Víctor Salamanca considers the investment prospects in Latin America encouraging, despite the challenges.Listín Diario
Madrid, Spain — The Dominican Republic continues to be attractive to Spanish investors. Víctor Salamanca, CEO of the family-owned company Auxadi, which operates in more than 33 Latin American countries, revealed that they have just purchased a Dominican company that will allow them to expand their services by creating a hub from which to operate in the LAC region.
Salamanca told Listín Diario, at the end of the presentation of the XVII 2025 report, Panorama of Spanish Investment in Latin America, that the Dominican Republic is a significant market where they have purchased an accounting firm.
He said it is an important company that manages baseball and telephone company payrolls. Auxadi is buying other companies in London, the United States (Miami), Belgium, and a legal firm in Spain, which shows their organic and inorganic growth.
“We need local growth, so to help our clients abrad with local knowledge, we have to buy,” he said.
Auxadi offers services and consulting “in telecommunications, the hotel sector, infrastructure, and all sectors where Spanish investment goes. That is why they follow companies from the Dominican Republic and the United States when they go there; they are multi-Latin American companies.
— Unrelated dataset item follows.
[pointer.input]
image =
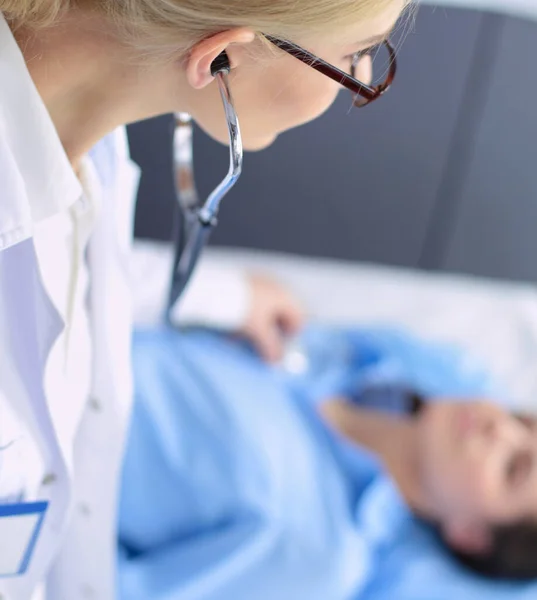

According to Salamanca, this means more local jobs for Dominicans because they will be established here and can access other Caribbean markets from this country.
Although the final investment amount has not been determined, Salamanca assured that there will be a monthly impact of US$10 million.
Auxadi is a Spanish family-owned company that offers legal advice, tax obligations, accounting, payroll, and cash management, among other services. It is a global platform with a single point of contact.
It operates in over 50 countries and has 1,500 clients, 95% multinational companies.
For years, the company has contributed to developing the Spanish investment report on Latin America, Iberia, and Casa de América.
Salamanca participated in the presentation of the report, where, among other details, he emphasized that the union between the European Union and Latin America would face challenges in the global economic context.
He pointed to political instability, currency volatility, inflation, regulatory changes, and fiscal complexity in countries such as Brazil, Argentina, Venezuela, and Colombia as points of conflict, which represent a significant challenge for foreign investment companies, among others, which are not immune to political instability and corruption.
Trump’s policy
About Trump’s tariff policy for Americans (Make America Rich Again), he said that it generates certainty but also a great deal of uncertainty.
The CEO of Auxadi highlighted that reforms aimed at improving the investment climate, such as the simplification of procedures, the protection of property, the promotion of transparency, and agreements that facilitate trade and investment, are encouraging in Latin America.
Salamanca spoke of investment opportunities in various sectors, such as energy, telecommunications, infrastructure, and financial services, which continue to offer fertile ground for Spanish investment.
He also cited challenges and strategies for mitigating risks, such as leveraging free trade agreements and regional integration initiatives to facilitate free access and optimize operating costs.